Learning to walk takes time and practice, and it's common for kids to start walking with their toes and feet turned at an angle. When feet turn inward — a tendency referred to as walking "pigeon-toed" — doctors call it in-toeing. When feet point outward, it's called out-toeing.
It can be upsetting to see your child develop an abnormal gait, but for most toddlers with in-toeing or out-toeing, it's usually nothing to worry about. The conditions do not cause pain and usually improve as kids grow older.
Almost all healthy kids who toe-in or -out as toddlers learn to run, jump, and play sports as they grow up, just the same as kids without gait problems.
In-toeing and Out-toeing
Most toddlers toe-in or -out because of a slight rotation, or twist, of the upper or lower leg bones.
Tibial torsion, the most common cause of in-toeing, occurs when the lower leg bone (tibia) tilts inward. If the tibia tilts outward, a child will toe-out. When the thighbone, or femur, is tilted, the tibia will also turn and give the appearance of in-toeing or out-toeing. The medical term for this is femoral anteversion. In-toeing can also be caused by metatarsus adductus, a curvature of the foot that causes toes to point inward.
The reason some kids develop gait abnormalities and others don't is unclear, but many experts think that a family history of in-toeing or out-toeing plays a role. So, if you toed-in or -out as a child, there's a chance that your child could develop the same tendency. Additionally, a cramping of the fetus in the womb during pregnancy could also have led to in-toeing or out-toeing.
As a fetus grows, some of the bones have to rotate slightly to fit into the small space of the womb. In many cases, these bones are still rotated to some degree for the first few years of life. Many times this is most noticeable when a child learns to walk, because if the tibia or femur is tilted at an angle, the feet are, too.
Does Walking Improve?
As most kids get older, their bones very gradually rotate to a normal angle. Walking, like other skills, improves with experience, so kids will become better able to control their muscles and foot position.

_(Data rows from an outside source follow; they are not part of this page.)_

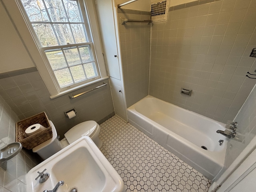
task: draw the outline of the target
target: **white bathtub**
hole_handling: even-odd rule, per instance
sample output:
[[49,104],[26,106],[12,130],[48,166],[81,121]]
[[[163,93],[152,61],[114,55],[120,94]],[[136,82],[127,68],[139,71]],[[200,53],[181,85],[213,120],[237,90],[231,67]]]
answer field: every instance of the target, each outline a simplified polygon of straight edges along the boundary
[[130,123],[210,179],[223,167],[228,139],[216,132],[223,123],[150,96],[127,114]]

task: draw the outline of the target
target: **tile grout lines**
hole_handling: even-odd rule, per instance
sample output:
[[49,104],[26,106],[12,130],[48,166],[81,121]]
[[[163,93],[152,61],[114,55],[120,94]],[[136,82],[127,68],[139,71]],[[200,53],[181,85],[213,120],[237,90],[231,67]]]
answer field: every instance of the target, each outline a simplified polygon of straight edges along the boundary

In-toeing and out-toeing gets better over time, but the change occurs very gradually. And, it's hard to notice. Therefore, doctors often recommend using video clips to help parents track improvement. Parents can record their child walking, and then wait about a year to take another video. This usually makes it easy to see if the gait abnormality has improved over time. In most cases, it has. If not, parents should speak with their child's doctor to discuss whether treatment is necessary.
In the past, special shoes and braces were used to treat gait abnormalities. However, doctors found that these didn't make in-toeing or out-toeing disappear any faster, so they're rarely used anymore.
If Walking Does Not Improve
Speak with your doctor if you're concerned about the way your child walks. For a small number of kids, gait abnormalities can be associated with other problems. For example, out-toeing could signal a neuromuscular condition in rare cases.
Have your child evaluated by a doctor if you notice:
- in-toeing or out-toeing that doesn't improve by age 3
- limping or complaints of pain
- one foot that turns out more than the other
- developmental delays, such as not learning to talk as expected
- gait abnormalities that worsen instead of improve
The doctor can then decide if more specialized exams or testing should be done to make sure that your child gets the proper care.